Azerbaijani young talent: From computer science to AI

Comparative Analysis of Machine Learning Algorithms for Sentiment Analysis of Text in Azerbaijani and English.

 Stories Matter (photo credit: PEXELS)
Stories Matter
(photo credit: PEXELS)

Introduction

We are pleased to present Mehdi Rasul, a talented teenager excelling in his 11th-grade studies within the A-Level program at LANDAU School in Azerbaijan. Since a young age, he has been interested in Artificial Intelligence and Machine Learning, especially in Natural Language Processing and deep learning technologies. Over the years, Mehdi has become proficient in programming languages such as Python, Numpy, and Javascript. His exceptional academic performance is a testament to his unwavering quest for knowledge. Beyond the classroom, Mehdi's accomplishments extend to a diverse range of extracurricular activities, including community service, internships in various AI-related projects, active participation in MUN conferences, membership in the school newsletter, the completion of the IT Essentials program at Cisco Networking Academy, etc. In 2021 and 2022, Mr. Rasul won the competitions hosted by the "CyberMath Academy" and in 2022, he made a notable appearance in the American Mathematics Olympiad. Mehdi's research project has already been featured on different platforms and published in esteemed scientific journals in both Azerbaijan and Switzerland. His research delves into the comparison of diverse machine learning algorithms for sentiment analysis in both Azerbaijani and English texts. The study's findings underscore the pivotal role of national language corpora in achieving precise outcomes in natural language processing, particularly in sentiment analysis.

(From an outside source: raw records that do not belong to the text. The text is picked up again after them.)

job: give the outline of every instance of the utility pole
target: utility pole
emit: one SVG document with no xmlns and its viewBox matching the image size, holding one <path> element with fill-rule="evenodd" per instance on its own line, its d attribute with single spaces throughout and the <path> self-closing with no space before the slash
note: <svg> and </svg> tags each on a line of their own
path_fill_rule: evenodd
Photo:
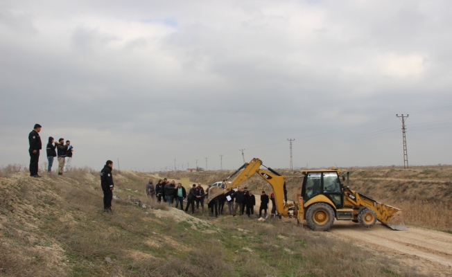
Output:
<svg viewBox="0 0 452 277">
<path fill-rule="evenodd" d="M 408 118 L 409 114 L 406 116 L 399 116 L 396 114 L 396 116 L 400 118 L 402 120 L 402 135 L 403 136 L 403 168 L 408 168 L 408 153 L 406 151 L 406 136 L 405 133 L 406 132 L 406 127 L 405 127 L 405 118 Z"/>
<path fill-rule="evenodd" d="M 290 146 L 289 146 L 289 148 L 290 148 L 290 170 L 293 170 L 293 166 L 292 166 L 292 141 L 295 141 L 295 138 L 293 138 L 293 139 L 287 138 L 287 140 L 288 141 L 290 141 Z"/>
<path fill-rule="evenodd" d="M 242 158 L 243 159 L 243 163 L 245 163 L 245 154 L 243 154 L 243 151 L 245 149 L 239 149 L 238 151 L 242 152 Z"/>
</svg>

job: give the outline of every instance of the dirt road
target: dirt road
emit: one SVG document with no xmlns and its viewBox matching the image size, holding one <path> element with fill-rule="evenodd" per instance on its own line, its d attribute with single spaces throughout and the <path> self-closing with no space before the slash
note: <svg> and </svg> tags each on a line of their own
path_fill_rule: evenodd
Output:
<svg viewBox="0 0 452 277">
<path fill-rule="evenodd" d="M 412 263 L 411 265 L 418 266 L 419 269 L 441 265 L 437 267 L 439 272 L 436 272 L 437 274 L 452 276 L 451 234 L 409 226 L 406 231 L 397 231 L 380 222 L 367 229 L 347 221 L 335 222 L 330 233 L 336 237 L 353 240 L 358 244 L 401 255 L 403 260 L 406 260 L 406 263 Z"/>
</svg>

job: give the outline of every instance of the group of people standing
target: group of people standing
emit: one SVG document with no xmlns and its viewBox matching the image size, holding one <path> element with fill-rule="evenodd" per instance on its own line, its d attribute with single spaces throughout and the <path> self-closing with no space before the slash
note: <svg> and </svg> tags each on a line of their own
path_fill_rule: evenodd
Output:
<svg viewBox="0 0 452 277">
<path fill-rule="evenodd" d="M 28 152 L 30 154 L 30 176 L 39 178 L 38 163 L 40 160 L 40 152 L 42 149 L 42 142 L 40 136 L 40 132 L 42 126 L 39 124 L 35 124 L 33 131 L 28 134 Z M 73 148 L 71 145 L 71 141 L 66 141 L 64 138 L 60 138 L 58 142 L 55 142 L 53 137 L 49 137 L 49 143 L 46 147 L 47 152 L 47 172 L 51 173 L 52 166 L 53 165 L 53 159 L 58 157 L 58 175 L 62 175 L 64 172 L 67 172 L 71 168 L 72 161 L 72 152 Z"/>
<path fill-rule="evenodd" d="M 193 214 L 195 213 L 195 203 L 196 204 L 197 209 L 199 210 L 200 204 L 201 209 L 204 210 L 204 200 L 205 198 L 207 198 L 208 197 L 210 187 L 211 186 L 209 185 L 205 191 L 201 183 L 198 183 L 198 186 L 193 184 L 187 193 L 182 184 L 178 183 L 177 186 L 176 186 L 174 180 L 170 183 L 166 178 L 163 180 L 160 179 L 155 186 L 154 186 L 153 180 L 150 179 L 146 184 L 146 195 L 148 197 L 155 197 L 159 203 L 163 199 L 170 206 L 173 206 L 174 200 L 175 199 L 175 208 L 180 207 L 181 210 L 184 210 L 184 200 L 186 199 L 186 206 L 184 211 L 185 212 L 188 212 L 189 208 L 191 206 L 191 213 Z M 264 212 L 263 217 L 267 217 L 269 200 L 271 200 L 272 204 L 272 216 L 275 216 L 276 211 L 275 195 L 272 193 L 269 197 L 265 191 L 262 191 L 261 195 L 261 205 L 259 206 L 259 217 L 262 217 L 262 211 Z M 251 190 L 248 190 L 247 187 L 245 187 L 243 190 L 242 190 L 241 187 L 238 187 L 236 191 L 230 190 L 227 193 L 220 195 L 214 198 L 208 204 L 210 215 L 212 216 L 215 215 L 216 217 L 218 217 L 218 215 L 223 215 L 225 203 L 227 204 L 229 214 L 233 216 L 236 216 L 238 209 L 240 215 L 245 214 L 245 208 L 246 215 L 248 217 L 254 214 L 256 197 Z"/>
</svg>

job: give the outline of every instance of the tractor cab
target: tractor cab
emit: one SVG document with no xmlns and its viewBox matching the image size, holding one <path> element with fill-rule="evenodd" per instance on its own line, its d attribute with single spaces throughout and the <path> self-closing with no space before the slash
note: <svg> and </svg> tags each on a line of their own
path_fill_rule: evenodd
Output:
<svg viewBox="0 0 452 277">
<path fill-rule="evenodd" d="M 322 195 L 331 200 L 336 208 L 344 206 L 341 184 L 339 180 L 340 170 L 304 170 L 304 178 L 302 187 L 303 202 L 313 197 Z"/>
</svg>

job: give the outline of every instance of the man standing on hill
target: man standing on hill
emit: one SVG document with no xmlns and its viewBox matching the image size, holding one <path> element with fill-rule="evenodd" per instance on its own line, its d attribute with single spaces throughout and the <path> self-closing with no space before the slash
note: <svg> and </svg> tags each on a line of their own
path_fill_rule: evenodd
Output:
<svg viewBox="0 0 452 277">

The article is provided below for your perusal.

The prediction of the sentiment of the text within different business spheres has been a challenging problem for various languages. Sentiment analysis, also known as opinion mining, is an active area of research in natural language processing (NLP) and computational linguistics that involves using text analysis and classification methods to identify and extract subjective information such as opinions, emotions, and attitudes from text data. Sentiment analysis has many applications in business, politics, and social media monitoring. Using sentimental analysis of textual data, companies can evaluate customer feedback, monitor reputation, forecast future and user behavior, etc., which can lead to better performance, efficiency, and increased profits.

CREDIT: Mehdi Rasul
CREDIT: Mehdi Rasul

Studies have shown that machine learning algorithms, particularly those using supervised learning and deep learning, produce satisfactory results in the automation of textual sentiment analysis. Recent research illustrates that sentiment analysis of given texts can be automated, relying on the combination of computer science and mathematics, while also improving accuracy.

A well-defined English language corpus for model training helps build powerful and highly accurate models for English texts. Given the extensive array of libraries offering diverse natural language processing techniques in English, an automated system for analyzing texts and extracting meaningful insights or summaries from input paragraphs is relatively easy to create. The abundance of useful libraries in computer linguistics for English, combined with numerous natural language processing tools, such as word correction, grammar checking, text generation, word tokenization, etc., enables the construction of highly accurate sentiment analysis models.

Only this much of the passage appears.